Bill Clinton left office with a balanced budget.
W Bush started multi-trillion dollar occupancies in the Middle East and an unpaid for Medicare Part D..and massive tax cuts that killed the balanced budget he inherited.
Obama reduced Bush's deficit that he inherited by half and then paid for his primary legislative efforts in healthcare.
Trump spent his campaign crying about Obama's massively cut spending ...and then almost doubled it with a fresh new round of unreconciled tax cuts.
Biden was guilty of passing economic stimulous to get us out of COVID. OK fine.
Trump spent another campaign crying about spending only to spend more upon taking office and reinstating the unreconciled tax cuts from his first term.
Its a false equivalency to say "both parties are guilty".
I too can pull out / cite GOP favorable stats and info-sources painting a picture that favors my side. It's always an on-fire argument and one has to consider the sources used in these comparisons. Is a given D v R debt-contributing stat comparison adjusted for inflation or not? That approach can flip the equations and winners / losers from one side to the other from a historical standpoint. My overall point is there ever a winner ( the public ?) regardless which team of jackasses is pulling the fiscal wagons? IMO, all these elected reps from all sides have dropped the ball over time. Not one time in history have these goons voted to limit their own personal salaries ( often voting for salary increases in fact) or consider term limits.Those who argue that the debt doesn't matter are fools..and it's further my opinion ( and that's all it is) that we will indeed hit that fiscal wall at some near-future undefined point.

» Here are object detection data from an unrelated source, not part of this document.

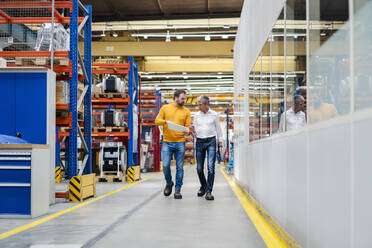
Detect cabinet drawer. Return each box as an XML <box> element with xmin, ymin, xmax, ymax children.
<box><xmin>0</xmin><ymin>185</ymin><xmax>31</xmax><ymax>215</ymax></box>
<box><xmin>0</xmin><ymin>169</ymin><xmax>31</xmax><ymax>183</ymax></box>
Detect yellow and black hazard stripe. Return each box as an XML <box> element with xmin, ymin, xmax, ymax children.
<box><xmin>68</xmin><ymin>176</ymin><xmax>81</xmax><ymax>202</ymax></box>
<box><xmin>127</xmin><ymin>166</ymin><xmax>135</xmax><ymax>182</ymax></box>
<box><xmin>55</xmin><ymin>166</ymin><xmax>62</xmax><ymax>183</ymax></box>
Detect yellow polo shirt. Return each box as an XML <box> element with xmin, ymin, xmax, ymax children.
<box><xmin>155</xmin><ymin>103</ymin><xmax>191</xmax><ymax>142</ymax></box>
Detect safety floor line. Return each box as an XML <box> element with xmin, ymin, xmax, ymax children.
<box><xmin>220</xmin><ymin>168</ymin><xmax>288</xmax><ymax>248</ymax></box>
<box><xmin>0</xmin><ymin>172</ymin><xmax>160</xmax><ymax>240</ymax></box>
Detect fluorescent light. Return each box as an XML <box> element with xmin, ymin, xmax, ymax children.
<box><xmin>132</xmin><ymin>33</ymin><xmax>235</xmax><ymax>38</ymax></box>
<box><xmin>165</xmin><ymin>30</ymin><xmax>171</xmax><ymax>42</ymax></box>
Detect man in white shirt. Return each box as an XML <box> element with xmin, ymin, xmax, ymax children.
<box><xmin>193</xmin><ymin>96</ymin><xmax>222</xmax><ymax>200</ymax></box>
<box><xmin>278</xmin><ymin>95</ymin><xmax>306</xmax><ymax>133</ymax></box>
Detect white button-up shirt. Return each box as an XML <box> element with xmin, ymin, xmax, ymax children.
<box><xmin>278</xmin><ymin>108</ymin><xmax>306</xmax><ymax>133</ymax></box>
<box><xmin>194</xmin><ymin>109</ymin><xmax>222</xmax><ymax>142</ymax></box>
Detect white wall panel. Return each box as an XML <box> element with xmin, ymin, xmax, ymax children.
<box><xmin>309</xmin><ymin>124</ymin><xmax>351</xmax><ymax>248</ymax></box>
<box><xmin>284</xmin><ymin>132</ymin><xmax>308</xmax><ymax>244</ymax></box>
<box><xmin>237</xmin><ymin>111</ymin><xmax>372</xmax><ymax>248</ymax></box>
<box><xmin>354</xmin><ymin>117</ymin><xmax>372</xmax><ymax>248</ymax></box>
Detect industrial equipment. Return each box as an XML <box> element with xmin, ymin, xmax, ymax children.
<box><xmin>99</xmin><ymin>142</ymin><xmax>128</xmax><ymax>177</ymax></box>
<box><xmin>102</xmin><ymin>75</ymin><xmax>125</xmax><ymax>93</ymax></box>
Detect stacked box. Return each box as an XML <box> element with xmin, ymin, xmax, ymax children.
<box><xmin>35</xmin><ymin>23</ymin><xmax>70</xmax><ymax>51</ymax></box>
<box><xmin>56</xmin><ymin>82</ymin><xmax>84</xmax><ymax>112</ymax></box>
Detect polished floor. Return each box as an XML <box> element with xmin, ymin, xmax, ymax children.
<box><xmin>0</xmin><ymin>166</ymin><xmax>266</xmax><ymax>248</ymax></box>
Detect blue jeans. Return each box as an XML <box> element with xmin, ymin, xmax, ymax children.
<box><xmin>162</xmin><ymin>142</ymin><xmax>185</xmax><ymax>190</ymax></box>
<box><xmin>196</xmin><ymin>137</ymin><xmax>216</xmax><ymax>192</ymax></box>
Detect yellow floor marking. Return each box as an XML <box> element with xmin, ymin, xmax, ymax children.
<box><xmin>220</xmin><ymin>168</ymin><xmax>288</xmax><ymax>248</ymax></box>
<box><xmin>0</xmin><ymin>172</ymin><xmax>160</xmax><ymax>240</ymax></box>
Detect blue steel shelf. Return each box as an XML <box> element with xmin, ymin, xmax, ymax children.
<box><xmin>66</xmin><ymin>0</ymin><xmax>92</xmax><ymax>179</ymax></box>
<box><xmin>90</xmin><ymin>56</ymin><xmax>139</xmax><ymax>170</ymax></box>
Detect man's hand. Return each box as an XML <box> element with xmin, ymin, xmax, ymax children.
<box><xmin>184</xmin><ymin>124</ymin><xmax>194</xmax><ymax>136</ymax></box>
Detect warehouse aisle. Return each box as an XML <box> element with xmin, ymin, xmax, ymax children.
<box><xmin>0</xmin><ymin>166</ymin><xmax>265</xmax><ymax>248</ymax></box>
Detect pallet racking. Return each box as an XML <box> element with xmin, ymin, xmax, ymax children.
<box><xmin>139</xmin><ymin>88</ymin><xmax>162</xmax><ymax>171</ymax></box>
<box><xmin>0</xmin><ymin>0</ymin><xmax>92</xmax><ymax>179</ymax></box>
<box><xmin>92</xmin><ymin>57</ymin><xmax>139</xmax><ymax>171</ymax></box>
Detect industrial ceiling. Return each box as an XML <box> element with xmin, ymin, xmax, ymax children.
<box><xmin>83</xmin><ymin>0</ymin><xmax>244</xmax><ymax>22</ymax></box>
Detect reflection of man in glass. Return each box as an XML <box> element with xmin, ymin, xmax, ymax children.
<box><xmin>278</xmin><ymin>95</ymin><xmax>306</xmax><ymax>133</ymax></box>
<box><xmin>309</xmin><ymin>88</ymin><xmax>338</xmax><ymax>123</ymax></box>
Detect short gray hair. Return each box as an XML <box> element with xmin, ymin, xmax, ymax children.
<box><xmin>197</xmin><ymin>96</ymin><xmax>209</xmax><ymax>105</ymax></box>
<box><xmin>294</xmin><ymin>95</ymin><xmax>305</xmax><ymax>104</ymax></box>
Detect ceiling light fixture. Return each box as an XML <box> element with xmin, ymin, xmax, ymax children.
<box><xmin>165</xmin><ymin>30</ymin><xmax>171</xmax><ymax>42</ymax></box>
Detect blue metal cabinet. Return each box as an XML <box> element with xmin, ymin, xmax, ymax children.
<box><xmin>0</xmin><ymin>144</ymin><xmax>50</xmax><ymax>218</ymax></box>
<box><xmin>0</xmin><ymin>68</ymin><xmax>56</xmax><ymax>203</ymax></box>
<box><xmin>15</xmin><ymin>72</ymin><xmax>47</xmax><ymax>144</ymax></box>
<box><xmin>0</xmin><ymin>72</ymin><xmax>48</xmax><ymax>144</ymax></box>
<box><xmin>0</xmin><ymin>73</ymin><xmax>16</xmax><ymax>136</ymax></box>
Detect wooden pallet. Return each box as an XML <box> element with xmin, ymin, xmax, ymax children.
<box><xmin>93</xmin><ymin>127</ymin><xmax>125</xmax><ymax>133</ymax></box>
<box><xmin>96</xmin><ymin>173</ymin><xmax>125</xmax><ymax>183</ymax></box>
<box><xmin>15</xmin><ymin>57</ymin><xmax>70</xmax><ymax>66</ymax></box>
<box><xmin>141</xmin><ymin>92</ymin><xmax>155</xmax><ymax>96</ymax></box>
<box><xmin>92</xmin><ymin>93</ymin><xmax>128</xmax><ymax>98</ymax></box>
<box><xmin>56</xmin><ymin>110</ymin><xmax>69</xmax><ymax>118</ymax></box>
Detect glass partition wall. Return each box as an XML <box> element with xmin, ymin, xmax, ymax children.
<box><xmin>240</xmin><ymin>0</ymin><xmax>372</xmax><ymax>142</ymax></box>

https://www.investopedia.com/democrats-vs-republicans-who-had-more-natonal-debt-8738104
From a general and historical overall policy standpoint, Dems have favored high earner and corporate tax increases, reversing previous corporate tax cuts, and enhancing IRS enforcement and closing tax loopholes as means to reduce deficits. They also like to curb defense spending and concomitantly increase general govt spending to toss in that mix. The GOP likes defense spending, tax cuts for corporations and the general public, and general reductions in overall govt spending or that's what they've always claimed. Covid era effects on debt and spending was/ is a huge spontaneous anomaly that obviously skews the blame arrow direction. These huge policy approach differences and disparities are what fuels the current divisions in general ( and in the Sink) and what makes for the incessant pissing on the other guys shoes; tell me, does that ever get old to you,PJ? We're $38+ Trillion in debt so neither damned 'party' has succeeded very well with their respective approaches ; I mean, it's been a team effort historically as I see it
Further it is NOT a false equivalency ( wow..a literary phrase; you get a star..lol) to blame both sides; I didn't claim they were equal, did I? No. So you misused your little phrase there. I think there's plenty of accumulated data ( including stats in the link I posted above) that show that , per four year term, GOP administrations have increased the federal deficit slightly more vs the Dems. Yet, if one considers inflation the horizon changes.
Is it just that you want someone to say that Trump has spent too much / added massively to the debt? I'm sayin it. But if you think Dems haven't significantly contributed to deficits as well, you ignore history in your own partisan way.